Sorting post IDs by creation time allows for immediate retrieval of the most recent posts without additional sorting.

"What if instead we have an index which is likes for the keyword and we have one which is time for the keyword."

By maintaining separate indexes for likes and time, the system can efficiently handle different sorting requirements.

System Adjustments and Event Handling

The system needs to adjust to handle like events efficiently, ensuring that updates are reflected in the search index without direct writes.
A caching mechanism is suggested to manage like counts, reducing the need for permanent storage.

"Whenever a like count changes for a given post ID, our ingestion service receives that notice and then what it will do is it will look up that post."

The ingestion service updates indexes based on like events, ensuring the system reflects the most current data.

Optimizing Non-Functional Requirements

Non-functional requirements focus on maintaining low latency and high throughput, especially given the high volume of users.
Caching strategies, both local and distributed (e.g., CDN), are proposed to handle frequent, non-personalized search queries.

"Oftentimes, when you think about read volume, your initial instinct should be, is there some way for me to cache this?"

Caching helps manage read volume by storing frequently requested data, reducing the load on the search service.

"A CDN acts like a globally distributed cache. You might have a CDN edge node, basically a server that might be down the street or downtown in your city."

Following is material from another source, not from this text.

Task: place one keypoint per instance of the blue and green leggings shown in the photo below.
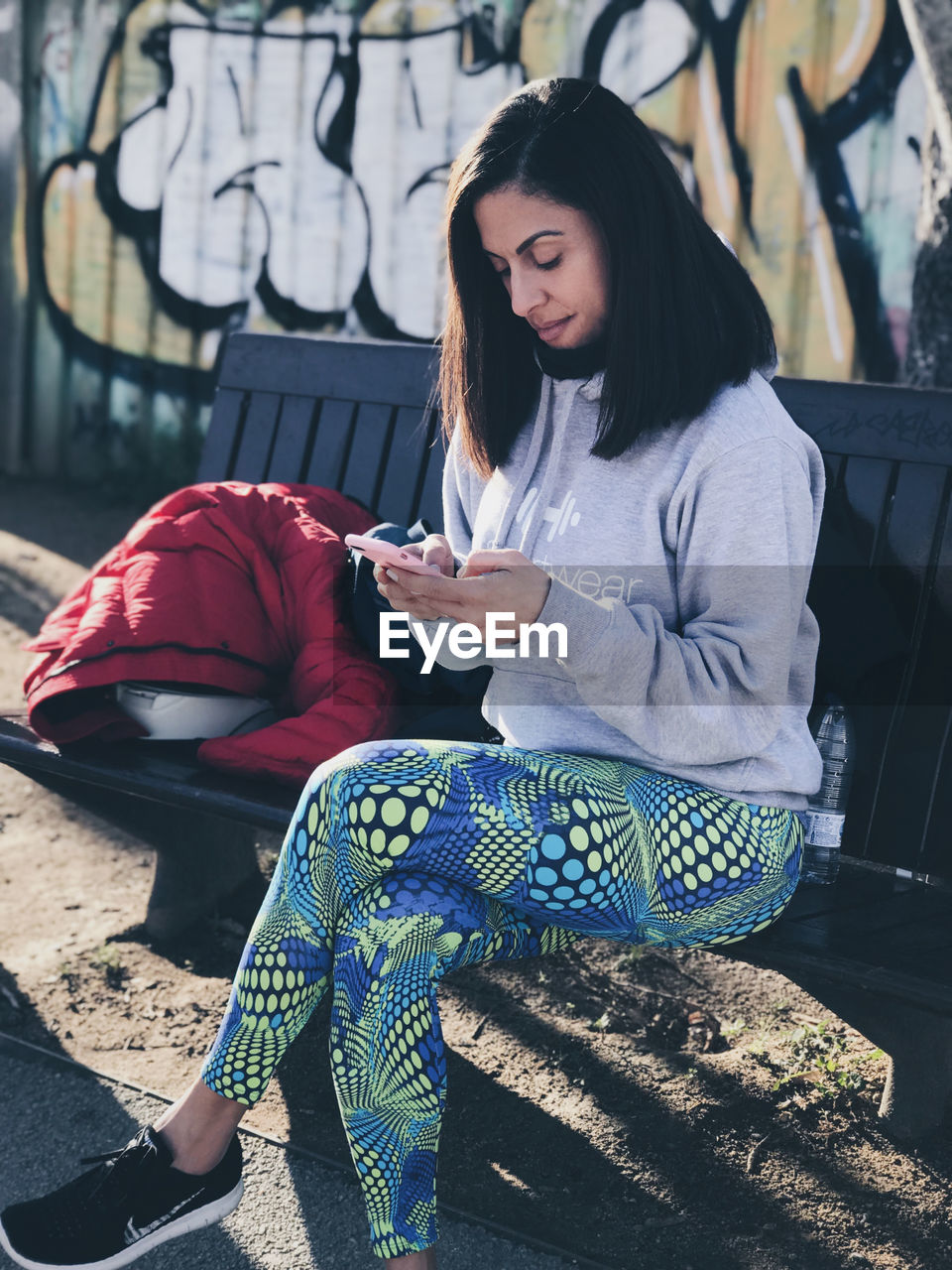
(407, 860)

CDN usage allows for faster data retrieval by caching data closer to the user's location.

Handling High Write Throughput

The system faces challenges with high write throughput, particularly with like and post creation events.
Asynchronous processing using Kafka is suggested to manage high write loads and ensure the system can scale effectively.

"Instead of having our ingestion service directly read from the CDC stream, what we'll do is we will have our post database and our like counts write to a Kafka topic."

Kafka allows for scalable, fault-tolerant processing of write events, ensuring the system can handle bursts in activity.

Efficient Like Event Processing

Like events are frequent but often do not impact the order of search results significantly.
Strategies such as batching and logarithmic recording of like counts are proposed to reduce processing overhead.

"One thing that we can do, and this would be what many candidates will propose at first, is we can batch the like events."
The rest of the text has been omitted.